Je m’installe près de la petite fenêtre et allume une cigarette. Gaspard prend la photographie qui se trouve sur l’étagère.

— Votre mère me parlait beaucoup, vous savez. J’étais jeune, mais elle me faisait confiance. – Il dit cela avec une immense fierté. – Je crois que je faisais partie des rares personnes en qui elle avait confiance. Elle venait souvent ici, dans ma chambre, pour discuter. Elle n’avait pas d’amis à Paris.

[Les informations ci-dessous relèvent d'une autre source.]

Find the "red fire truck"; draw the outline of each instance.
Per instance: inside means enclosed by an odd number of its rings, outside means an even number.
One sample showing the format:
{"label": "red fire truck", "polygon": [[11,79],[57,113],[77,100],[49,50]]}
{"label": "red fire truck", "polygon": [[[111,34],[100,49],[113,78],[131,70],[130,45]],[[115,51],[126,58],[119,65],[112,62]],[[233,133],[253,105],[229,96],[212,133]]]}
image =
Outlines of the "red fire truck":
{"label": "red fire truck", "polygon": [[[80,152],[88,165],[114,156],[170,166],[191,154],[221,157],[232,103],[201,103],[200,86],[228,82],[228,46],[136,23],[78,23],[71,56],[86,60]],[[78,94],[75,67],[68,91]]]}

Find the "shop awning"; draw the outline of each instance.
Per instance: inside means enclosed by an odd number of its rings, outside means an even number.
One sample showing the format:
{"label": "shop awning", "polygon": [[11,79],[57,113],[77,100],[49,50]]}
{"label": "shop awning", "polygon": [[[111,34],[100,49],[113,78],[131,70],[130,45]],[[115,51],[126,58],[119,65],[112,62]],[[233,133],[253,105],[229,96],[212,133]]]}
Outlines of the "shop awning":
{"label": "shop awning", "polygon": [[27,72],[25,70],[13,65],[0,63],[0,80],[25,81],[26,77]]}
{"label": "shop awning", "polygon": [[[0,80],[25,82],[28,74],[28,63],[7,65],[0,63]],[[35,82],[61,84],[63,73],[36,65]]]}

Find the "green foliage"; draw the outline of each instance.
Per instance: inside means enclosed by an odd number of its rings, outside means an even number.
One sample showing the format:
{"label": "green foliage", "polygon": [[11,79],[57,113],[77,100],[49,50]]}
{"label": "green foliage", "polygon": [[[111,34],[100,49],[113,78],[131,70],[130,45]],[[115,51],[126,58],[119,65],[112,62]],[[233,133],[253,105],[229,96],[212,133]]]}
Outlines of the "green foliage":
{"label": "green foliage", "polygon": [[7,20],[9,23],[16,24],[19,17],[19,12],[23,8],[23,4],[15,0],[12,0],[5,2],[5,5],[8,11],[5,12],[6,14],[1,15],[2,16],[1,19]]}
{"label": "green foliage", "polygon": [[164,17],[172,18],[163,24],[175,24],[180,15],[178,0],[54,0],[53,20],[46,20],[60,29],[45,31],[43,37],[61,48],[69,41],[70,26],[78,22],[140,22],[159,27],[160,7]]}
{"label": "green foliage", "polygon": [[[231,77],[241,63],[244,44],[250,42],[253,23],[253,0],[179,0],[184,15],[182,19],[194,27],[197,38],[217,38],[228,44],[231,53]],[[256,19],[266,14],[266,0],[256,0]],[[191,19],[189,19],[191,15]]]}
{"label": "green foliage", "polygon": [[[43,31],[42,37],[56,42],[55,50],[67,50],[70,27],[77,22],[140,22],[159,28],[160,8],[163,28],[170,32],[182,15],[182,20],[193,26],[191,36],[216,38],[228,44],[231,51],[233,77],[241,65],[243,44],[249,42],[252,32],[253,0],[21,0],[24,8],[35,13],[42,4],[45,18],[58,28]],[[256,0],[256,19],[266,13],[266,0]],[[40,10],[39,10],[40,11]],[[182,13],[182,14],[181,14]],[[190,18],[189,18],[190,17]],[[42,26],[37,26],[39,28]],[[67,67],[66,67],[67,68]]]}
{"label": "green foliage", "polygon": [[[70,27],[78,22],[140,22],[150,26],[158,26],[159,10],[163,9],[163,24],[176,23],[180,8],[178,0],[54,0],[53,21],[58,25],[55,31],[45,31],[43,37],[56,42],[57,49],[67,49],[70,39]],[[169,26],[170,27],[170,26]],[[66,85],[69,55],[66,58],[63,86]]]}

— Que vous racontait-elle quand elle montait ici ? demande Mélanie.

— Des tas de choses, mademoiselle Mélanie. Des tas de choses merveilleuses. Elle me racontait son enfance dans les Cévennes. Me parlait du petit village où elle avait grandi, près du Vigan, et où elle n’était jamais retournée depuis son mariage. Elle avait perdu ses parents très jeune : son père avait eu un accident et sa mère un problème au cœur. Sa sœur aînée l’avait élevée. C’était une femme rude et elle n’avait pas aimé que votre mère épouse un Parisien. Elle se sentait seule, parfois. Le Sud lui manquait, la vie simple qu’elle avait connue là-bas, le soleil. Elle se sentait seule car votre père était souvent absent pour son travail. Elle parlait de vous. Elle était très fière… Vous étiez le cœur même de sa vie.